The government should share more data on personal debt with credit reference agencies to help short-term credit providers make better decisions, the Association of British Credit Unions (ABCU) has warned.
Mark Lyonette, chief executive of the ABCU, told a parliamentary committee that there was a “paucity of information” on borrowers on low incomes, with information worsening on borrowers at the bottom of the pay scale.
“We have been lobbying over the paucity of information from credit reference agencies, particularly among those further down the income scale,” Lyonette told the Department of Business, Innovation and Skills (BIS) committee.
“The government needs to consider whether it contributes more debt data to reference agencies.

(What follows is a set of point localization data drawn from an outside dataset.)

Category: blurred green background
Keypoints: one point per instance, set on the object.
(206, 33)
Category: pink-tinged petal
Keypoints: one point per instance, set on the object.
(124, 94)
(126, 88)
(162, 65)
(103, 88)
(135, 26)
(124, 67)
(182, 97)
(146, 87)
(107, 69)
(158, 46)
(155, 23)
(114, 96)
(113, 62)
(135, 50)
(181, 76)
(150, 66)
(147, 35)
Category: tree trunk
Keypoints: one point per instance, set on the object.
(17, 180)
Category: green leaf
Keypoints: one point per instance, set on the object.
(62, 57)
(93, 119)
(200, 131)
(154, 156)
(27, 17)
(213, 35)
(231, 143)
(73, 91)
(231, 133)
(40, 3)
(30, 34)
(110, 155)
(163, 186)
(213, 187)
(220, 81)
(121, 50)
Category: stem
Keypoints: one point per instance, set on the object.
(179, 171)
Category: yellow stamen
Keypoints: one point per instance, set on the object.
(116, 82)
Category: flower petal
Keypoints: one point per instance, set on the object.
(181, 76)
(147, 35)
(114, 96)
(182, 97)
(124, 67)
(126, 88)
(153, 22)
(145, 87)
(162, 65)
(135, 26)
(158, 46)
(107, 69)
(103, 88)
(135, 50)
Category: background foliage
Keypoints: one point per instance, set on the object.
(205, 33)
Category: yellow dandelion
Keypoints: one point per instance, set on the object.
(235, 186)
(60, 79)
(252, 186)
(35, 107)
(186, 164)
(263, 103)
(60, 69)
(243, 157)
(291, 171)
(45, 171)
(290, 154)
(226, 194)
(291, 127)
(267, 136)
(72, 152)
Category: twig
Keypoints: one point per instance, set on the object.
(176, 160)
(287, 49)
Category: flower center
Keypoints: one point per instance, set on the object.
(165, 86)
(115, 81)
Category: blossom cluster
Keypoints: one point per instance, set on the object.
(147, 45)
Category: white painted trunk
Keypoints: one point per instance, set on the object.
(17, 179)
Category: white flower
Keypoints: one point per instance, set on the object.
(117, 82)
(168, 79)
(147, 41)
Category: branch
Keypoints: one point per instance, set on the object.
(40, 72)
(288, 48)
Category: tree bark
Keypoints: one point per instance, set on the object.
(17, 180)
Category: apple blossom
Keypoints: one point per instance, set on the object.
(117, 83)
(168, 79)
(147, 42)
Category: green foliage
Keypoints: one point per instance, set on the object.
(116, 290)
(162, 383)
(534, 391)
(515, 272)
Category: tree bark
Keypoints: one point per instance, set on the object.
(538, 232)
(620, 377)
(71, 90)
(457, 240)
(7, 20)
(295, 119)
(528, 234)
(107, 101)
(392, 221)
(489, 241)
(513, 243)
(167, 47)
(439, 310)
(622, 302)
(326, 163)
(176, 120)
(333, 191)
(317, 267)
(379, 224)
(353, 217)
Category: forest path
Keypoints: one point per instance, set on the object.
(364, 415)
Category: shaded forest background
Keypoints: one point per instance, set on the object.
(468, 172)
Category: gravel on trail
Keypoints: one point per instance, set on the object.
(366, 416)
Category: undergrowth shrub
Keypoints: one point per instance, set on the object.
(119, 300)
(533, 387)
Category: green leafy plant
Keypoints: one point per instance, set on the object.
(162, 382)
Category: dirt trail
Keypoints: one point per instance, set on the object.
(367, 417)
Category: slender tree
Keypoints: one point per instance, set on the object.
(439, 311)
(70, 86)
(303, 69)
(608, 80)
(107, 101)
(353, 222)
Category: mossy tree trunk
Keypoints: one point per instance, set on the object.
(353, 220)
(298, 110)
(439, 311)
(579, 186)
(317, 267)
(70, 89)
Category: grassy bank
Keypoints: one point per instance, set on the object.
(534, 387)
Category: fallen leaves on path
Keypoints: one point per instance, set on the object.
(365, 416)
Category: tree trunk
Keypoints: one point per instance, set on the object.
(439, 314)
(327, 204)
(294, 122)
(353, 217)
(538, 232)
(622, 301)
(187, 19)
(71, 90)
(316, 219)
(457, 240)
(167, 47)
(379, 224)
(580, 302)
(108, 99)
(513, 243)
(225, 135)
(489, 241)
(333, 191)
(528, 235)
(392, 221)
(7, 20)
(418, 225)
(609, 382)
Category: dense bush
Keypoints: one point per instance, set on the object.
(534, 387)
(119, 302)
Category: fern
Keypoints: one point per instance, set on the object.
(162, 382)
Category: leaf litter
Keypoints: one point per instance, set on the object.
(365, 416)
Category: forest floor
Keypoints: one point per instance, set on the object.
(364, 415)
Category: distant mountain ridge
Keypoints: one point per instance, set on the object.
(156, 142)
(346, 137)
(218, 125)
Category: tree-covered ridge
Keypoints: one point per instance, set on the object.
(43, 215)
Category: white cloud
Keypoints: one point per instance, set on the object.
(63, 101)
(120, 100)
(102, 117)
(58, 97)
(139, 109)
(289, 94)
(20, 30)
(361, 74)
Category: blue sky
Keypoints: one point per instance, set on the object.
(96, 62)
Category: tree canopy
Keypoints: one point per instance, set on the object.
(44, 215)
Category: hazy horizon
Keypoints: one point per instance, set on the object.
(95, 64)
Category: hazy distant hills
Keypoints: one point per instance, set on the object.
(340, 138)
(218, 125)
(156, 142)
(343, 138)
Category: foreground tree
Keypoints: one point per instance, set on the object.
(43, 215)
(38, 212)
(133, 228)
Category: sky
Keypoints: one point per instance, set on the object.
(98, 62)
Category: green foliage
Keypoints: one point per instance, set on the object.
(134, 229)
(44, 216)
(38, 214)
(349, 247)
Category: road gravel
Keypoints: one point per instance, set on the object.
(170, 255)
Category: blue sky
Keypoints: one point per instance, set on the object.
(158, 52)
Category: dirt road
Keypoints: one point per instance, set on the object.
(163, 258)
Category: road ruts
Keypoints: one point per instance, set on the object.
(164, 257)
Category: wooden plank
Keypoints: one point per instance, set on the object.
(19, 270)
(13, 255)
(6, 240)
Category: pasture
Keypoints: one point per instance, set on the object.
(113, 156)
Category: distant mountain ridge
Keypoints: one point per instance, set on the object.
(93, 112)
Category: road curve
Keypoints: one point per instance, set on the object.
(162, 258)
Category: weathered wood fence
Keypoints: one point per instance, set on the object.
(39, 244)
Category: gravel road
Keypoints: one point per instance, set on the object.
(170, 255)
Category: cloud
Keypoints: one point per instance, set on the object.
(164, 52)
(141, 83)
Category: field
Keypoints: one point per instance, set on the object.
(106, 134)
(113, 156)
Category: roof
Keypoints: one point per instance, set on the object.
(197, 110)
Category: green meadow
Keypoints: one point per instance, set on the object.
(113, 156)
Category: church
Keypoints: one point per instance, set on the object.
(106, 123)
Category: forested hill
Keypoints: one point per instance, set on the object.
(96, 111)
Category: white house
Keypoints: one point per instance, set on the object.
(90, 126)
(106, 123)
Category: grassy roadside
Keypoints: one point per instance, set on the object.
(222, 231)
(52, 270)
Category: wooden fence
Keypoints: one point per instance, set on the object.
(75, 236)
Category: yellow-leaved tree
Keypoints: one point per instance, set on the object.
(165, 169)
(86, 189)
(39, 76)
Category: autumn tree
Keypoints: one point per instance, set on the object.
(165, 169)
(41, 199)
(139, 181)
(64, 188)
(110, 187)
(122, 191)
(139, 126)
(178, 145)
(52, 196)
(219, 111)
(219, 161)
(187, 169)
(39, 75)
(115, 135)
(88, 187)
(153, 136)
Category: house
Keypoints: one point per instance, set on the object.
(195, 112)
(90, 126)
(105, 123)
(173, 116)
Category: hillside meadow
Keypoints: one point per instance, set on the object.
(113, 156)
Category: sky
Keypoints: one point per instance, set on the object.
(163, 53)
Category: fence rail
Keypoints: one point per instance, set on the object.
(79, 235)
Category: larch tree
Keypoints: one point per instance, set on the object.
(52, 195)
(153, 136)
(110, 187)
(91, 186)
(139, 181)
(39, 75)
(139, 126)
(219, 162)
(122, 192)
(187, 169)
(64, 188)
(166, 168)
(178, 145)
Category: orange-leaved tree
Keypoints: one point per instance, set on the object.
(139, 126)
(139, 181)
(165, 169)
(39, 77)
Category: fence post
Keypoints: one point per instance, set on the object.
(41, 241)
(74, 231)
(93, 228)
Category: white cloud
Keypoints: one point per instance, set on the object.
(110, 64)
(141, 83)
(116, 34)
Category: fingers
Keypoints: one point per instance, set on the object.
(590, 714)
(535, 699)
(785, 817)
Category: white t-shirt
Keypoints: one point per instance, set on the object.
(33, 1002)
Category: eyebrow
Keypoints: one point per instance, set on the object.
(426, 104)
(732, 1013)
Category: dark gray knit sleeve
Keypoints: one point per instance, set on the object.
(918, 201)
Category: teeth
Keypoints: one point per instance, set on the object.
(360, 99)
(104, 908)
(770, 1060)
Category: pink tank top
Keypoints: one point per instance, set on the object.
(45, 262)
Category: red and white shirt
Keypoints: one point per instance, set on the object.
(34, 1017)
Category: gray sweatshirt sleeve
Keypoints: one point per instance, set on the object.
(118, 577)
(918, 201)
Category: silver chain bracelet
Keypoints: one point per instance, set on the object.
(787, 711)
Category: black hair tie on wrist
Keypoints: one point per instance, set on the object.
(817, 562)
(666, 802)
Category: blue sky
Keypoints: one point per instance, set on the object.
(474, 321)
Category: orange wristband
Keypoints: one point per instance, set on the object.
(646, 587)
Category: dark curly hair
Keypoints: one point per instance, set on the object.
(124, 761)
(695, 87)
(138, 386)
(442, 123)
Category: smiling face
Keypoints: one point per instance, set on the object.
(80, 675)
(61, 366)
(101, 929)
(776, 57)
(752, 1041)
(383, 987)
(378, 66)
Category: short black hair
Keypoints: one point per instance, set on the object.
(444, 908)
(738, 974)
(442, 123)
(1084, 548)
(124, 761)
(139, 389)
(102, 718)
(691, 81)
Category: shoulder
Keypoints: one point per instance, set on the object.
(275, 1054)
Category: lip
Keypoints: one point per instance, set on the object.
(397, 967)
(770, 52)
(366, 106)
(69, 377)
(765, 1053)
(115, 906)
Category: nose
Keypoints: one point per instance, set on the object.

It is very helpful for example, to see people who keep paying rent to the housing association, and it would be really quite helpful to make sure we’re not indebting people who cannot afford to repay, so there is a part of this around helping the industry to make better decisions.”
His comments came during a debate on the level of data sought by short-term credit providers to avoid putting non-credit worthy borrowers at risk of falling into a “debt spiral”.
Speaking at the same hearing John Lamidey, chief executive of the Consumer Finance Association (CFA), a trade body for payday lenders, added that credit reference agency data was often not updated regularly enough to provide a sufficient assessment for a short-term loan.
Therefore, he said, payday lenders were turning towards real-time data providers to provide better credit scoring.
“One of the difficulties we have had with credit reference agencies is that their data is built up on mainstream lending and in many cases is updated on a monthly basis,” he said. “This is no good to us as a month is often the entire duration of our loans.”